Making this shift, she said, resulted in less waste and a smaller CO2 footprint. Now the average FedEx shipping cost for her sampling and production in China is ebbing and flowing, but it’s between $ 1,500 and $ 3,000.
Ms. Reese’s goal is to move its production to Detroit, historically a production center, though not for textiles. Some production of small batches takes place in the offices, but is still in its infancy. For example, the company released its first batch of organic cotton mesh T-shirts from Japan in April.
It was Shibori-colored by one of Ms. Reese’s apprentices in a Japanese hand-dyeing technique involving collecting fabric. She sells about 30 units for $ 150 apiece and estimates that a shirt probably cost “three times” what she was able to sell it for.
For consumers, it is not always clear what it means to make a pair of pants for $ 250 or a dress for $ 400 or a t-shirt for $ 150, and many would consider $ 150 too expensive, but madam. Reese explained that she also looks at the price of paying her team properly and all that goes into a thoughtful production.

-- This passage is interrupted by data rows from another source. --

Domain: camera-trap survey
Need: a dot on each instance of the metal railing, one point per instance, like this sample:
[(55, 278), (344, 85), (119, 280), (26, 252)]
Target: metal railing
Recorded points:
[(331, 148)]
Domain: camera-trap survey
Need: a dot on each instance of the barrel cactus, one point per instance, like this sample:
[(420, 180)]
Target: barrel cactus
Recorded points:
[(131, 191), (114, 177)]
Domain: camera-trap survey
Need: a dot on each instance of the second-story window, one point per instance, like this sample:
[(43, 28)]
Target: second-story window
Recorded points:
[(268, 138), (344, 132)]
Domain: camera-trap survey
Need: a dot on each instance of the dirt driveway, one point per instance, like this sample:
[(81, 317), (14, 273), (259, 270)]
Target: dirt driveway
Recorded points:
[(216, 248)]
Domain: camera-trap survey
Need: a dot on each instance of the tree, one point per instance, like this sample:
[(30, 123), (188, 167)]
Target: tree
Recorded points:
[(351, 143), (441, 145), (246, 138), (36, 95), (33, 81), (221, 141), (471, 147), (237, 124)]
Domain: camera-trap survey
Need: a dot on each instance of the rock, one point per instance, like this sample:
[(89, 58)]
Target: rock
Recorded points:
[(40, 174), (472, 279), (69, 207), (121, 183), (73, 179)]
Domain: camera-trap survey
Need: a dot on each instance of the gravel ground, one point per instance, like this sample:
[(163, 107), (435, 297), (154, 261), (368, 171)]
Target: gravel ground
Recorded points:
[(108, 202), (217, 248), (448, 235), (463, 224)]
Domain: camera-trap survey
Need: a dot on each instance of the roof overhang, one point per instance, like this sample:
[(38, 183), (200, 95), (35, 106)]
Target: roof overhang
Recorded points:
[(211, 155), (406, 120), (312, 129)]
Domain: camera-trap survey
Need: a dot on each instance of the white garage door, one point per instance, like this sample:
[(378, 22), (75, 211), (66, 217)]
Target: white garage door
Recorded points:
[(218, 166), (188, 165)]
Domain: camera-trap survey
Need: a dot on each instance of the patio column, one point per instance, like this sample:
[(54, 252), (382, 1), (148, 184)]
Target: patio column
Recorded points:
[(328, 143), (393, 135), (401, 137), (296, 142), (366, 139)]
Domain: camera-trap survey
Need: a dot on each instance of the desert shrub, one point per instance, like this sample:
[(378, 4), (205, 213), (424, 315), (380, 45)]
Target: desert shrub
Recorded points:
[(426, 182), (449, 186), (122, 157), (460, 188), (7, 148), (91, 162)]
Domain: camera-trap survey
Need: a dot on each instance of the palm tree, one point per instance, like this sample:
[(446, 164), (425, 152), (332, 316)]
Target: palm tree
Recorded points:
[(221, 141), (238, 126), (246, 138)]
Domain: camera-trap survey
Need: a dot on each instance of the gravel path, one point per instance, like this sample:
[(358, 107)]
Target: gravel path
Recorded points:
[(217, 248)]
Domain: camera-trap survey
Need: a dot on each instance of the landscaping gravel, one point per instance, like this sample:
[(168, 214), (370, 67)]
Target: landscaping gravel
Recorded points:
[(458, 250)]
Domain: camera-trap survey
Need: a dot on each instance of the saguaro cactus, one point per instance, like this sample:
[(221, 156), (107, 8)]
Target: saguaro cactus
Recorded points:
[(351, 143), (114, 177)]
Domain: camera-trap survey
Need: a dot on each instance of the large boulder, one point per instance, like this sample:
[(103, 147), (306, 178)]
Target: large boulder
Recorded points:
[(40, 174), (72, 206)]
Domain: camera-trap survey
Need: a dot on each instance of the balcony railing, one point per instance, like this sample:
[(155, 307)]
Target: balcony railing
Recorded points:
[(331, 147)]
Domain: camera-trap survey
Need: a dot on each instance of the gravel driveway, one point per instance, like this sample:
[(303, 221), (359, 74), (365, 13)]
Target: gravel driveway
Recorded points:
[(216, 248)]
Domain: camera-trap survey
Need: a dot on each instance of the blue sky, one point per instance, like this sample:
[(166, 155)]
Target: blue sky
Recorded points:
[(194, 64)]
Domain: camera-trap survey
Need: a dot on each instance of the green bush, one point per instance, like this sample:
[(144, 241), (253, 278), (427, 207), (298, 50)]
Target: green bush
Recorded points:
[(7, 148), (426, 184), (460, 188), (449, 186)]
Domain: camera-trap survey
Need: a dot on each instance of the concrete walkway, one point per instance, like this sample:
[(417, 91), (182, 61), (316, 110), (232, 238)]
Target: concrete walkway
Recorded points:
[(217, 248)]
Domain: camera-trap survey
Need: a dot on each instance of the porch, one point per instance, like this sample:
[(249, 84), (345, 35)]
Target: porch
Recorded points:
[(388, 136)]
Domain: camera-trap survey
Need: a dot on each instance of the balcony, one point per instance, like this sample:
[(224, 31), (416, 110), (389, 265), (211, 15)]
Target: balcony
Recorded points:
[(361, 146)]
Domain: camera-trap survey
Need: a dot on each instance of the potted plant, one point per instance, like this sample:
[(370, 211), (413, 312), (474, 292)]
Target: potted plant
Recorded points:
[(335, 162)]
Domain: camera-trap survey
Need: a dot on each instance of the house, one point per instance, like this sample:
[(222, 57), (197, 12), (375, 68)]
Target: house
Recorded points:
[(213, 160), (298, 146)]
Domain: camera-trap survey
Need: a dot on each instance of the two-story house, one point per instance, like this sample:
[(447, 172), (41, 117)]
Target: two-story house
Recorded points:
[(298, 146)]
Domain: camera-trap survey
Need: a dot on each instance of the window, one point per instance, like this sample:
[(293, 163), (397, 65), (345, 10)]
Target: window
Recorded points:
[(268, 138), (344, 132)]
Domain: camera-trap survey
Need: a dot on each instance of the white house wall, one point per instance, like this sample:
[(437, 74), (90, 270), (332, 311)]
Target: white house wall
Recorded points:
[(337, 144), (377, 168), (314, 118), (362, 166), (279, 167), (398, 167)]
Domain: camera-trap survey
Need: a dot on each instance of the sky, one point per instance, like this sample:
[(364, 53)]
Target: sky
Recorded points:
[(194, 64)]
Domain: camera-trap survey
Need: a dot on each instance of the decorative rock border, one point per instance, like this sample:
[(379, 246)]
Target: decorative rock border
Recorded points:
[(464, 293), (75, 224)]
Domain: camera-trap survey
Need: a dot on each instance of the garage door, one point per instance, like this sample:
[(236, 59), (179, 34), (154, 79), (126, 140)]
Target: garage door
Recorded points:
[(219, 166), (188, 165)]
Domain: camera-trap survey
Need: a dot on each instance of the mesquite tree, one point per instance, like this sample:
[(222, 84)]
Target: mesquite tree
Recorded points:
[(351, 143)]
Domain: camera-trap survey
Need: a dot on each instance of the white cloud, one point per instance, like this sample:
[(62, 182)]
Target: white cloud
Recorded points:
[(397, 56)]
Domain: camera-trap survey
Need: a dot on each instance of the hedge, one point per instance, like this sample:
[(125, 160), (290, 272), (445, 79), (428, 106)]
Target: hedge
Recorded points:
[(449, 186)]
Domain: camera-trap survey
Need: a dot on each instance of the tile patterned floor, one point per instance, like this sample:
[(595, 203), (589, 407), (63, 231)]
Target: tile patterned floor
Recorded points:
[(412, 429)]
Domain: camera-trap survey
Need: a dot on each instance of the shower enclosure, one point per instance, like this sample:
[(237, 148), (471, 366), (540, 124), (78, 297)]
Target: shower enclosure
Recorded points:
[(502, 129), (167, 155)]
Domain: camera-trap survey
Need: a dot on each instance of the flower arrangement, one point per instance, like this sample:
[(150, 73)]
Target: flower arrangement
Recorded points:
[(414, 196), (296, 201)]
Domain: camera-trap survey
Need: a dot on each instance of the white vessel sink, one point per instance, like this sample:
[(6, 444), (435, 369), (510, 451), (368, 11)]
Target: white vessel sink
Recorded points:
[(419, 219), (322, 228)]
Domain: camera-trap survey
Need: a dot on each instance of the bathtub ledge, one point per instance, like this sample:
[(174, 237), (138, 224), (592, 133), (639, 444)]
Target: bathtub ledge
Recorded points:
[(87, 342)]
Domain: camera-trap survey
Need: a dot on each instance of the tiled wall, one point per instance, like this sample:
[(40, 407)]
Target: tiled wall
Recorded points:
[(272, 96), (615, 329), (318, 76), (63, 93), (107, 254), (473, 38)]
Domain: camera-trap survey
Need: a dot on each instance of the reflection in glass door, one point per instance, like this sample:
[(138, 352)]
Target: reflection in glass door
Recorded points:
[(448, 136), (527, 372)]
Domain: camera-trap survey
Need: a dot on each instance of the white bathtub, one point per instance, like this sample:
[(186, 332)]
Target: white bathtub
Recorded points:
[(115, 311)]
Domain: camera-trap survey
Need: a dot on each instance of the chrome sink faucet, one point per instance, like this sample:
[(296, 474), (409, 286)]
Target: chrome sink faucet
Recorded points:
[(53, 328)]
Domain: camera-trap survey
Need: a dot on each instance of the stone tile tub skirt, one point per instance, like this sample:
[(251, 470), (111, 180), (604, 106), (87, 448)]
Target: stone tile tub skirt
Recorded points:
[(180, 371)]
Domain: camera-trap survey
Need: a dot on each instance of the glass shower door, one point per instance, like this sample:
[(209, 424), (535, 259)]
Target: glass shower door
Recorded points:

“The dyeing was definitely craft, and there were trial and error,” she said. “Our fabric changed from sample to production. Even just figuring out the color formulas took a week. So we think of a week’s salary to come up with color formulas and then another couple of weeks to carefully hand color all these devices.”
It is a global fast fashion market currently valued at $ 99.23 billion has put pressure on many companies, especially smaller ones, to meet similar price levels by working with harmful materials and factors that do not pay a viable wage.
“They are not competing on equal terms,” Ms said. said Cline. “The companies that cheat their workers are pursuing low prices at all costs. They are the ones the market and the fashion industry are set up to reward.”
One of the things Ms. Reese finds it most rewarding to collaborate with other artists and designers in the community to create opportunities at the micro level. On most weekends, she joins art teachers to teach children about art and design. Their workshops in June were centered on caring for and repairing beloved clothing items by replacing buttons and finding alternatives to dry cleaning to extend the life of the clothing.
In the autumn, Ms. Reese hopes to be able to move his office to a large space that is currently under construction inside a green building in the historic Sugar Hill district of the city. There, she plans to expand her production and continue the workshops.
“It is so important that we show different examples, especially for young people, of how to live more responsibly,” she said. “Because every bit of marketing, everything they see on social media, tells them to consume and throw out and get something more.”